The Emerging Market Outlook 2018

Already it is looking like it could be an eventful year for emerging markets. Looking ahead, one particular global macroeconomic trend is the further tightening of central bank policy in developed markets, especially in the US. This has the potential to trigger outflows of capital from emerging markets. However, with many analysts predicting solid growth for emerging market economies this year, the probability of a large shift in capital flow dynamics remains low. In fact, capital inflows are still anticipated, but at a more gradual pace than 2017. Analysts are not expecting the magnitude of the rate hikes by the US Federal Reserve this year to be sufficient to turn the dynamics around for flows into these economies, citing stronger fundamentals compared to previous episodes of central bank tightening in the US.

When talking about emerging markets, one of the biggest questions surrounds China and about how the worlds’ second biggest economy will fare in 2018. Most commentators are predicting that China’s growth will slow this year to around 6.5%. China’s recent growth has been relatively reliant on credit creation; meaning that the amount of debt in Chinese economy will probably need to be better controlled going forward. Corporate debt is elevated at 170% of GDP; but of this, 110% relates to state owned enterprises. Moreover, the majority of this debt is funded internally using domestic savings. Control of the banking system and considerable influence over the real economy provides the authorities with levers to manage growth.

However, the authorities have acknowledged the need to address financial system risks, and part of the deceleration of the economy will be driven by policy tightening. The slowdown in Chinese growth is expected to be modest - declining from 6.8% to 6.5% this year. This should not place too much pressure on other emerging market economies, global growth, or commodity prices. However, it is something that will need to be carefully monitored for indications that policy measures are reigning in credit expansion significantly (by accident or design), and causing significant deceleration in the economy.

Indian growth, on the other hand, is anticipated to bounce back after experiencing a slowdown following the implementation of several landmark reforms. Data coming out of India is trending upwards, exhibiting further recovery. Many analysts are predicting growth above 7% this year, which will keep India among the highest growing countries on the planet. It is also probable that we will see some fiscal support for growth in advance of the 2019 elections.

Elsewhere, continued recovery in Brazil and Russia is expected. Record low inflation in Russia should to provide room for the central bank to continue to ease monetary policy, stimulating consumption and investment. In Brazil, lower interest rates have helped consumer and business confidence, widening the recovery further. The pace of the recovery in Brazil will depend largely on whether or not a credible pathway to fiscal stability can be established through the successful legislation of pension reform. With a presidential election scheduled for October, politics are likely to play an important role.
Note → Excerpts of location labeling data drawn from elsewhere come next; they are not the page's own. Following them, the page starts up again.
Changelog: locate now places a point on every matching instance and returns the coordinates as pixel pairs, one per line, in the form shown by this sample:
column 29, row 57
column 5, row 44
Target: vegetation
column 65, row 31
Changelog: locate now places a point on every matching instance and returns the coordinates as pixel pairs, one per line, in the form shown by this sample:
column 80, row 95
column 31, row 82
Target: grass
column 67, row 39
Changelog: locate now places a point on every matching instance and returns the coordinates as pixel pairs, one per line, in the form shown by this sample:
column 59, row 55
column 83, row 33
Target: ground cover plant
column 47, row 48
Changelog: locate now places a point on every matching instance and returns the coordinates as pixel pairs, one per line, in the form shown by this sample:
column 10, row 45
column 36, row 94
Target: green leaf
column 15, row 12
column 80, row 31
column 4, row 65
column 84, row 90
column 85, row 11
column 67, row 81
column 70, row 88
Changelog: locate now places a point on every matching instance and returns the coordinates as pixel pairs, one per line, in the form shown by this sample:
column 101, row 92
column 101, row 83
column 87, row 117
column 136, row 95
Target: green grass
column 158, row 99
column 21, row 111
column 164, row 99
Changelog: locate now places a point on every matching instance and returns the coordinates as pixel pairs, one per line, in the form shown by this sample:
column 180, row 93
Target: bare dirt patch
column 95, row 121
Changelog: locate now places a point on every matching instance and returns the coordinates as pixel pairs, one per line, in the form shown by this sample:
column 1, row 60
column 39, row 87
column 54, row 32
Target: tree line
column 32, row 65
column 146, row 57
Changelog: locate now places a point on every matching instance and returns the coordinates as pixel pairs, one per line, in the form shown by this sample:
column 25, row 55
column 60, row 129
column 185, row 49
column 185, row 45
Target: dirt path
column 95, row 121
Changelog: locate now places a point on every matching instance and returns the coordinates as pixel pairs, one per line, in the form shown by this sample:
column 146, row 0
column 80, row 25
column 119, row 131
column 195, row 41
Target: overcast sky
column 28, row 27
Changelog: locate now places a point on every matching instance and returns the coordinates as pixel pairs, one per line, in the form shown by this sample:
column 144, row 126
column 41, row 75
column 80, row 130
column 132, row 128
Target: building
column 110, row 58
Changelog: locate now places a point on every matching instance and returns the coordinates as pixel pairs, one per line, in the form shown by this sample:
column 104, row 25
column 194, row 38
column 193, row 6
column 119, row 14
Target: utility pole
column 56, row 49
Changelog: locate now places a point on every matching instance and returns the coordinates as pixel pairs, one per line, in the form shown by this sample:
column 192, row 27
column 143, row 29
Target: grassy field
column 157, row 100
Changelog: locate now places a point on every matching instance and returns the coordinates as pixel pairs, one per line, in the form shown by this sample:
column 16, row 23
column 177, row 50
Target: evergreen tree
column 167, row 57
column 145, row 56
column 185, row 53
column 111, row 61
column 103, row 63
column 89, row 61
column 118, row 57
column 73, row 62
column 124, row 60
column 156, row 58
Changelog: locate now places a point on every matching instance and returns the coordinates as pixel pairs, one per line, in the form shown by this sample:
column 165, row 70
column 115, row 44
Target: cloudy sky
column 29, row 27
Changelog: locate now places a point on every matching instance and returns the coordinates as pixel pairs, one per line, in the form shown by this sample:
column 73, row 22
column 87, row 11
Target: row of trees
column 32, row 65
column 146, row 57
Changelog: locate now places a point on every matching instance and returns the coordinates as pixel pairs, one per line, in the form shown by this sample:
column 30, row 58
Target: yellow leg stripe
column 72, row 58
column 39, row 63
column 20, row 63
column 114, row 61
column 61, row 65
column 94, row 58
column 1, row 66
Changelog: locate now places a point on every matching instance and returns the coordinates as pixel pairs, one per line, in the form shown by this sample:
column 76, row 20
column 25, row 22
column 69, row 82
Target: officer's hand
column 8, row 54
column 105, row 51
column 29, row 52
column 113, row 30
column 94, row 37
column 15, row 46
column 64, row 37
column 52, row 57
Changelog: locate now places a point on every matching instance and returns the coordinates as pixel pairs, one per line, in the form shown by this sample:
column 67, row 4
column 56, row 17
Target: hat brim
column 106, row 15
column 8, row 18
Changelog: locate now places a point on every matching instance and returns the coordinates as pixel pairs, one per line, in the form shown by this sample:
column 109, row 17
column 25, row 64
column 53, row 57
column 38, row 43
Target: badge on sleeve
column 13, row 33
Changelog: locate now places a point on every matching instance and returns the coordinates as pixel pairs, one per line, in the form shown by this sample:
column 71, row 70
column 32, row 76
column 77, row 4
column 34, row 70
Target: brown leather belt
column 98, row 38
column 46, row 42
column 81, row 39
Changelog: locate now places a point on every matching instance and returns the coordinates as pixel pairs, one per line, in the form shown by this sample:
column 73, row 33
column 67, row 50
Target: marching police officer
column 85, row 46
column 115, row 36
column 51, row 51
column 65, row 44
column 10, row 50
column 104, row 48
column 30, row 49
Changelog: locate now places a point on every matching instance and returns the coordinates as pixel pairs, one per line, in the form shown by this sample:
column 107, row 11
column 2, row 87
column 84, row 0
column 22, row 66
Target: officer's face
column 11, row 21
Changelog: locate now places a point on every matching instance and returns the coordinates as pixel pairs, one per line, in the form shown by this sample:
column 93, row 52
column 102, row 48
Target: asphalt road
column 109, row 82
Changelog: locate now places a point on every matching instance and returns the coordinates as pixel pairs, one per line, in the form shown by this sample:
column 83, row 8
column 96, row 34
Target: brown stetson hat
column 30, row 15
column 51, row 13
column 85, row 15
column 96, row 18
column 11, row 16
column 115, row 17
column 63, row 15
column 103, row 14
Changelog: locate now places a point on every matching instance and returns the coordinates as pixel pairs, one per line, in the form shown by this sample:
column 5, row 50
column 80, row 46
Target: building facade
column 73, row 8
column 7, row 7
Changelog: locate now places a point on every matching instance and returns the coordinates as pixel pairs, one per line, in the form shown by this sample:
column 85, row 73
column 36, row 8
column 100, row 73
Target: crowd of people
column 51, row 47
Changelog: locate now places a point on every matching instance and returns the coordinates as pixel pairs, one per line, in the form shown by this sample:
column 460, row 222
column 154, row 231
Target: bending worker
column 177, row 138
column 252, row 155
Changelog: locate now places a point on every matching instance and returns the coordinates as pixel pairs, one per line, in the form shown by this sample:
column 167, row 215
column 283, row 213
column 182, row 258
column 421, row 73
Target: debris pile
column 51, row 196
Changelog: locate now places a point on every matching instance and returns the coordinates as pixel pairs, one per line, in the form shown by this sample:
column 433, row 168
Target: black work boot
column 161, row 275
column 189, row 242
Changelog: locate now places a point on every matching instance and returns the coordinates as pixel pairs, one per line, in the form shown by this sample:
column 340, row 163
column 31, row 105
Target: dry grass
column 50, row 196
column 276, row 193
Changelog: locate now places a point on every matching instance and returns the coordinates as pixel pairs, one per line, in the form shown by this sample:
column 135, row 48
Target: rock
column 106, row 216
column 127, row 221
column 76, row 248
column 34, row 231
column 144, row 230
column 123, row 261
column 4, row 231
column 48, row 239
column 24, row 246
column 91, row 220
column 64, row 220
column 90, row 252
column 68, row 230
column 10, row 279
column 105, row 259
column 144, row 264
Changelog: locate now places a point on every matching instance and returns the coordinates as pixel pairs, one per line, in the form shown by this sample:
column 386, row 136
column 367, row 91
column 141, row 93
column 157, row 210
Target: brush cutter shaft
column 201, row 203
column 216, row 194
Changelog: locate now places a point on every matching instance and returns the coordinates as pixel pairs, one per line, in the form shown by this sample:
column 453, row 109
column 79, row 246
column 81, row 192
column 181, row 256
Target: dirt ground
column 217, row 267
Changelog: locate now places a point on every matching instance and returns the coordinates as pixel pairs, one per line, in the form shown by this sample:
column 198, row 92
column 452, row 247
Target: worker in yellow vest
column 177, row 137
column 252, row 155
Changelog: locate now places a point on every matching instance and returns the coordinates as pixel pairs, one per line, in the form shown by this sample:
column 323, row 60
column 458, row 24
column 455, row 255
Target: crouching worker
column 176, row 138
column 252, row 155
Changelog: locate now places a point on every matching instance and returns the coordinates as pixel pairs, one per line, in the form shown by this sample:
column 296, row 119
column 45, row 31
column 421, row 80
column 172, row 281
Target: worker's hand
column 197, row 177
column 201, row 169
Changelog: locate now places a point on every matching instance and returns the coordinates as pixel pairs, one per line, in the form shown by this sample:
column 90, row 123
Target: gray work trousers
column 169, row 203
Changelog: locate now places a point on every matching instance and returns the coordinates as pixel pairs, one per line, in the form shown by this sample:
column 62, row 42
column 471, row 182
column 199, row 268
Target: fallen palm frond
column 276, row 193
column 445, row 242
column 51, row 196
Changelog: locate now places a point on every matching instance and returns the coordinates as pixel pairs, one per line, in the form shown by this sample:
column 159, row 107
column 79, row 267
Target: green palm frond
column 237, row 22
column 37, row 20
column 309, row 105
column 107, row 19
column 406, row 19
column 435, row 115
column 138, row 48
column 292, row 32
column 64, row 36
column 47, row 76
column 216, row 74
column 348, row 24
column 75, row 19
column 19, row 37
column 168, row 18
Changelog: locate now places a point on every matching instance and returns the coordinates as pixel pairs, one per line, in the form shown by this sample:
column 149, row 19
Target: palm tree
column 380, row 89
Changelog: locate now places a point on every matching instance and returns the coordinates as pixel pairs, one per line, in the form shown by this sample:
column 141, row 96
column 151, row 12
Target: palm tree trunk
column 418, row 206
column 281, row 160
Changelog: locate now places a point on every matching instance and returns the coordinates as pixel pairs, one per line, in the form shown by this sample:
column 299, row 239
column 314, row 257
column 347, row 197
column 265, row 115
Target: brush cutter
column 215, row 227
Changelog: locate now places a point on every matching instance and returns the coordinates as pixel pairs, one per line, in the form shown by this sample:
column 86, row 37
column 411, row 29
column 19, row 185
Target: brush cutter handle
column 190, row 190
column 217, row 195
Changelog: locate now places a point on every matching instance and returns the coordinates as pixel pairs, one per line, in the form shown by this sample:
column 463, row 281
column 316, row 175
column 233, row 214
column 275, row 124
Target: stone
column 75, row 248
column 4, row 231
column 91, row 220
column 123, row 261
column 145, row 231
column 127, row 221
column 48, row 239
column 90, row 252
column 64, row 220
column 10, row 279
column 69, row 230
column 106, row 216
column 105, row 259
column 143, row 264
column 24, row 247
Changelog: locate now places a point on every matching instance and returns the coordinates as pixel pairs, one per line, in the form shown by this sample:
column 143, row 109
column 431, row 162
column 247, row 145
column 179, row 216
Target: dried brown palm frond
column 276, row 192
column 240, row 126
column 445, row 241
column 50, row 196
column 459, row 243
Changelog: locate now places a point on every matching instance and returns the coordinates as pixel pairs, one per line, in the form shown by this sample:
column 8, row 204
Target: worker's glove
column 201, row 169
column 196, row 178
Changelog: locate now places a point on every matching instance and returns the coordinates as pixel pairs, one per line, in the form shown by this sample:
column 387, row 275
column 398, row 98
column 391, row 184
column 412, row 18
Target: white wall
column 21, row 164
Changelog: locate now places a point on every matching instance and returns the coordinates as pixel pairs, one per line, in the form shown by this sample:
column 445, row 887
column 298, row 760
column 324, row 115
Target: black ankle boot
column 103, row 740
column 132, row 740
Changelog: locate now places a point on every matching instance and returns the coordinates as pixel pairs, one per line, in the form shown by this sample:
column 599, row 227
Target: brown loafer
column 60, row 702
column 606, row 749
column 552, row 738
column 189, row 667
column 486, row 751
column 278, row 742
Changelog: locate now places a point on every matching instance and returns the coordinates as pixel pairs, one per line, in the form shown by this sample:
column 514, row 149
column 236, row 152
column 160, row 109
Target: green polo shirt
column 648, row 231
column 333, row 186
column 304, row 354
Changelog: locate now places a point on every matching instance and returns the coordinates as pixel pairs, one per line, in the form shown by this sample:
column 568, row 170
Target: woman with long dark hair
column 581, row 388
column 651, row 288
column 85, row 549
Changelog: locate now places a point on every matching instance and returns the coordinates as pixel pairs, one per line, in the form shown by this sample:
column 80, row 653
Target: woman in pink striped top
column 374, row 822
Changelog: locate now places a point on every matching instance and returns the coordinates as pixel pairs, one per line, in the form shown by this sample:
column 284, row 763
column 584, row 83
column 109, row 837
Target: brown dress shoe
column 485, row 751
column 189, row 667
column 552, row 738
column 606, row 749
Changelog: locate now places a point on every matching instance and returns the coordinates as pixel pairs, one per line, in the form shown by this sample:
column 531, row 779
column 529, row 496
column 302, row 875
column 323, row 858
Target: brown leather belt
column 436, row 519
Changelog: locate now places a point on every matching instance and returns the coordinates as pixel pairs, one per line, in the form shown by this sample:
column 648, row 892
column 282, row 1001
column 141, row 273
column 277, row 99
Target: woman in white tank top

Even though returns for emerging market fixed income were relatively high in 2017, it has been predicted that such out-performance will continue this year but in a more modest, cumulative return fashion; with expected returns of between 6% and 7% for emerging market fixed income. Analysts are even more constructive on emerging market equities, with return predictions of around 15% for the year. As mentioned earlier, they expect that the positive backdrop is robust enough to withstand the headwinds that will come from the Federal Reserve tightening.

Currently, the market has only priced in three US rate hikes for this year, but there could well be four. This may be priced in very quickly if there is a high inflation report or strong communication from the Federal Open Market Committee. This could certainly surprise markets and lead to pressure on emerging markets. However, as previously discussed, the fundamental backdrop remains positive, and because current account deficits are smaller, reliance on capital flows are now more modest.

At the time of writing, the MSCI Emerging Markets index was flat year-to-date, while the MSCI China index is up 0.8%, and the MSCI Brazil index is one of the best performers for the year, jumping 9.5%.

Disclaimer: The views thoughts and opinions expressed within this article are those of the author, and not those of any company within the Capital International Group (CIG) and as such are neither given nor endorsed by CIG. Information in this article does not constitute investment advice or an offer or an invitation by or on behalf of any company within the Capital International Group of companies to buy or sell any product or security.